A Simple Fetch Execute Cycle

"Describe the fetch/execute cycle in a typical CPU system"

Introduction
Think of when you start your car!. To produce motion, the engine must go through four unique cycles: Intake Fuel / Compression / Ignition / Expel Exhaust .If this order were to altered or ignored, the engine would stop operations quite quickly.

The same may be said of a CPU. There are three ( or four ) stages which must occur for information to pulled across the address and data bus.

Fetch / Execute Cycle
Every computer system must retrieve and replace data through it's bus systems based on a carefully sequenced set of actions ( or "states" ) This process is called the fetch/execute cycle, and is fundamental to the operation of the computer system.

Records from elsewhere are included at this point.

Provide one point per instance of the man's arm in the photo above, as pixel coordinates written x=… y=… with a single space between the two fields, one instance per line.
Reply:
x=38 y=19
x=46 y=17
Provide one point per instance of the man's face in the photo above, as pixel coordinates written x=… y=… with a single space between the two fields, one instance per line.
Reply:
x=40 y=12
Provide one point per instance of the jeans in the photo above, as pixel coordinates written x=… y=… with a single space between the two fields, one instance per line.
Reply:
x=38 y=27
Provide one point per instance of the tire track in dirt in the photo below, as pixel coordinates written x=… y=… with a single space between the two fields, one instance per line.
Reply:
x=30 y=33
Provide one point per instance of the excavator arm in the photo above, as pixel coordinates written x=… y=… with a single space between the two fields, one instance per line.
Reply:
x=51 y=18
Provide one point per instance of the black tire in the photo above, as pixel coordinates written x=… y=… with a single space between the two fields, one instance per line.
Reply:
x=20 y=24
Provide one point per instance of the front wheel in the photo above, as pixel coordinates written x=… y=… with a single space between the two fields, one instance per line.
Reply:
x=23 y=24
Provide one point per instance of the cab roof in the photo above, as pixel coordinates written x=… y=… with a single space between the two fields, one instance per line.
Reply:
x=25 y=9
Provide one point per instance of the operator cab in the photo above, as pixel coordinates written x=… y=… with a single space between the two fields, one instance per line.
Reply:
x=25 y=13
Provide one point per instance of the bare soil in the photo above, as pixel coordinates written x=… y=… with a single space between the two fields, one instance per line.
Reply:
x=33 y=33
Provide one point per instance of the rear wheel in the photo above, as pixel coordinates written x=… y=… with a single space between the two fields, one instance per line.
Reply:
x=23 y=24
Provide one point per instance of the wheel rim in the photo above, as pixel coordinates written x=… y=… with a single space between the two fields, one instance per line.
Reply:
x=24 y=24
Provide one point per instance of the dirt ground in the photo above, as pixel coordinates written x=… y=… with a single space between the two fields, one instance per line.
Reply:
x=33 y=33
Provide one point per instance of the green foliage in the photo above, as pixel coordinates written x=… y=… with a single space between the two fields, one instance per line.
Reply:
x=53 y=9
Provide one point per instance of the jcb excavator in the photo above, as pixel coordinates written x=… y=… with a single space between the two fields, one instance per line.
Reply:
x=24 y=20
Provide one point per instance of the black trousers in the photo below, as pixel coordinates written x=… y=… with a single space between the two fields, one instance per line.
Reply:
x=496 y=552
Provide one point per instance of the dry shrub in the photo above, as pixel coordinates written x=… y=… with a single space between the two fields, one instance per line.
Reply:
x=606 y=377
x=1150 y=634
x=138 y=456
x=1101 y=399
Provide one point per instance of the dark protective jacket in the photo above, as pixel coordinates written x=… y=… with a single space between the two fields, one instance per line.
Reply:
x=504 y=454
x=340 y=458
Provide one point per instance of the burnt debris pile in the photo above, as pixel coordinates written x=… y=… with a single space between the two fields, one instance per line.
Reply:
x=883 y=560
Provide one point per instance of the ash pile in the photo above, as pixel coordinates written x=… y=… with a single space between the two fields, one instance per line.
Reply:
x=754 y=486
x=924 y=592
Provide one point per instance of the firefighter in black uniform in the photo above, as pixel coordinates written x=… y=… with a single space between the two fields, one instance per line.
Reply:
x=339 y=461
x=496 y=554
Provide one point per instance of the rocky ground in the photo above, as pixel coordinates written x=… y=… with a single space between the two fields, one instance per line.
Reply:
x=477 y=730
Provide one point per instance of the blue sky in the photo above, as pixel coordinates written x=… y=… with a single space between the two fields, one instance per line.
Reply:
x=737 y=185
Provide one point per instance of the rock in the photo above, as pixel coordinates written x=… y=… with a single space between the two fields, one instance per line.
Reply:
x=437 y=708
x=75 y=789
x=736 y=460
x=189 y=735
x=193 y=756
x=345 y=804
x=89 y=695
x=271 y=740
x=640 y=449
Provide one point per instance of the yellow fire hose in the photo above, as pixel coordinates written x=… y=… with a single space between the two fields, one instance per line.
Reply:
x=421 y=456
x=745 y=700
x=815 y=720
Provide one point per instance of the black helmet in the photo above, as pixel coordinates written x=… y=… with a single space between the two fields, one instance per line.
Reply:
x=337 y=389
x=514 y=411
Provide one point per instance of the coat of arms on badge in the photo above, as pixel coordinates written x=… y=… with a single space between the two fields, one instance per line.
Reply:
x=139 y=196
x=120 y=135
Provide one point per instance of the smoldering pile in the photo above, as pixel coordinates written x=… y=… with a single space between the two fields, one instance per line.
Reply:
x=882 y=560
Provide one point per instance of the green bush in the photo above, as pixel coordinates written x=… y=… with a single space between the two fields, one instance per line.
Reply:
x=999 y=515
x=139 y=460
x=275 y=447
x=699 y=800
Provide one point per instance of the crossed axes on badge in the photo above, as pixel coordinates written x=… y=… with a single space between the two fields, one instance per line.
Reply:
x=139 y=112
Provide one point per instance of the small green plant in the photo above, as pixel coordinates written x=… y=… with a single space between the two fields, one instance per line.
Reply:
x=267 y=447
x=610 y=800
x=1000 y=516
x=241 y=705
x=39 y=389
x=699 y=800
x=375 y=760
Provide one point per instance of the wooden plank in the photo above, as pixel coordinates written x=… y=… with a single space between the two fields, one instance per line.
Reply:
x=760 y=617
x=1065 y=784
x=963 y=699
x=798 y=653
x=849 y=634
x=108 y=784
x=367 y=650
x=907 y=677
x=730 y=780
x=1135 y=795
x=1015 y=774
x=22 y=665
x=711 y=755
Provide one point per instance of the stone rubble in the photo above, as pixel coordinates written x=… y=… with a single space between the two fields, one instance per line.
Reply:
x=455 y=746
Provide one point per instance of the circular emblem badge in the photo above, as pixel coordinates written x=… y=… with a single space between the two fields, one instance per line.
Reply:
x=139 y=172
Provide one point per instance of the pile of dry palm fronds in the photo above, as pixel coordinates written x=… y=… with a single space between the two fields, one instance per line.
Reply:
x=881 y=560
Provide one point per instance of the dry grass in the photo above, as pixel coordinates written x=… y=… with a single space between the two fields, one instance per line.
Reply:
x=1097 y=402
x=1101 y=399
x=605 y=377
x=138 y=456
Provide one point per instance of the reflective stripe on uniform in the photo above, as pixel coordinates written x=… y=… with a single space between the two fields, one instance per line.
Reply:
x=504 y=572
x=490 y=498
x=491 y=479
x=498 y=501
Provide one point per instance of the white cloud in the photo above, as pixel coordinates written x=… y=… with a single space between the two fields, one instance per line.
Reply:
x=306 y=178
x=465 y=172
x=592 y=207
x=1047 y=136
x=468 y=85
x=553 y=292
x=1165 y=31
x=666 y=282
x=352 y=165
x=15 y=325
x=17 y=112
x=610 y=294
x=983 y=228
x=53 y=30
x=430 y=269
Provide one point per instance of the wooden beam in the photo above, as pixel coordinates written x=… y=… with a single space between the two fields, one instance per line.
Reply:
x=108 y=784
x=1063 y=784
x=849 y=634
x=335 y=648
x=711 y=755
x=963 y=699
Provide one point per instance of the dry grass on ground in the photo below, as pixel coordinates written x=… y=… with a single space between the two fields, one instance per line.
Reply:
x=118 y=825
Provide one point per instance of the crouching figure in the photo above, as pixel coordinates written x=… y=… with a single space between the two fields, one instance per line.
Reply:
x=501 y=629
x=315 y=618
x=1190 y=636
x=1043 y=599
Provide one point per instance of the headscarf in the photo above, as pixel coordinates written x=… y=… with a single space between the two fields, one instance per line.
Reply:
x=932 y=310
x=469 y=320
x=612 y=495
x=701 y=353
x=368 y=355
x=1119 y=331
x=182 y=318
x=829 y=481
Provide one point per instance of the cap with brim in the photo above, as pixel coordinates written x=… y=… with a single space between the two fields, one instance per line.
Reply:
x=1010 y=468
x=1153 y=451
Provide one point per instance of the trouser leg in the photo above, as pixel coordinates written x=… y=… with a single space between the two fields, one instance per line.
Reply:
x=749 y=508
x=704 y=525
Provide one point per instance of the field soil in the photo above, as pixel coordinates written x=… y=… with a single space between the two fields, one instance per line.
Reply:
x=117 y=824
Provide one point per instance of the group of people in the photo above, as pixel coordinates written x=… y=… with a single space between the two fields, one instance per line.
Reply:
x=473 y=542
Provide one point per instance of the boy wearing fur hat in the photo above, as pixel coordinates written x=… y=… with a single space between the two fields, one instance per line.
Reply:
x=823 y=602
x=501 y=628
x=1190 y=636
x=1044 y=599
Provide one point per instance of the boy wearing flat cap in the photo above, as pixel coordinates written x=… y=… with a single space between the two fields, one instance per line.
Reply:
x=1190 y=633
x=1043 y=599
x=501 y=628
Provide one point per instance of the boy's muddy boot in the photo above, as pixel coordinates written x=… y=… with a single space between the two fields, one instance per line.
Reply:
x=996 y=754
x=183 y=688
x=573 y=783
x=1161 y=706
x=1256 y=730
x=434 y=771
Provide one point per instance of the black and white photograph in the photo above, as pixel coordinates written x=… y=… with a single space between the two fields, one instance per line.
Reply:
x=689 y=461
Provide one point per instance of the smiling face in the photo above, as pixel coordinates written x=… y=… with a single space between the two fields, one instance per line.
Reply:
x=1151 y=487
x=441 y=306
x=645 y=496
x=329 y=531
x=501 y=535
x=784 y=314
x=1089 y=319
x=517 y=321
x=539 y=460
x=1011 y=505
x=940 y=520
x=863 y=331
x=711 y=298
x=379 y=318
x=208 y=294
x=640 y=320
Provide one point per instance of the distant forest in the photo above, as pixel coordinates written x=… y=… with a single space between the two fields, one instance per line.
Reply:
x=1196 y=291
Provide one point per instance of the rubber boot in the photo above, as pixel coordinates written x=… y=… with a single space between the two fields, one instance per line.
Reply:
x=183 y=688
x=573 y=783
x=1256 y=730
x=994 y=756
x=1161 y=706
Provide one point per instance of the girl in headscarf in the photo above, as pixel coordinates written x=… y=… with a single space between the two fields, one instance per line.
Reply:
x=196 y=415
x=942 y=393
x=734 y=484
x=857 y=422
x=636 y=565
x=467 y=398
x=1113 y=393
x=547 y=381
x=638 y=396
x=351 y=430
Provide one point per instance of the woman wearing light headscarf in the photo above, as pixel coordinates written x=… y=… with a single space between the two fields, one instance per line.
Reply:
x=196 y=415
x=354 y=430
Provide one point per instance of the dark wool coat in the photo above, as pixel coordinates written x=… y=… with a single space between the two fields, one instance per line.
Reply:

A READ operation uses three T-states :

T1: CPU puts the address on the address bus
T2: CPU Asserts the READ lead
T3: Data is put on the data bus ( by Memory or IO ) and is read into the CPU

For a WRITE operation also need three T-states::

T1: CPU puts the address on the address bus
T2: CPU puts data on the data bus and asserts write lead
T3: Device being accessed ( memory or IO ) accepts data

An INSTRUCTION FETCH ( where the CPU gathers and instruction from memory ) needs four T-states:

T1: CPU puts the address on the address bus
T2: CPU Asserts the READ lead
T3: Data is put on the data bus ( by Memory or IO ) and is read into the CPU
T4: Instruction is now inside the CPU and is interprated


Each one of these T-states occur for exactly one clock cycle, and the three or four states combined is called a "machine cycle".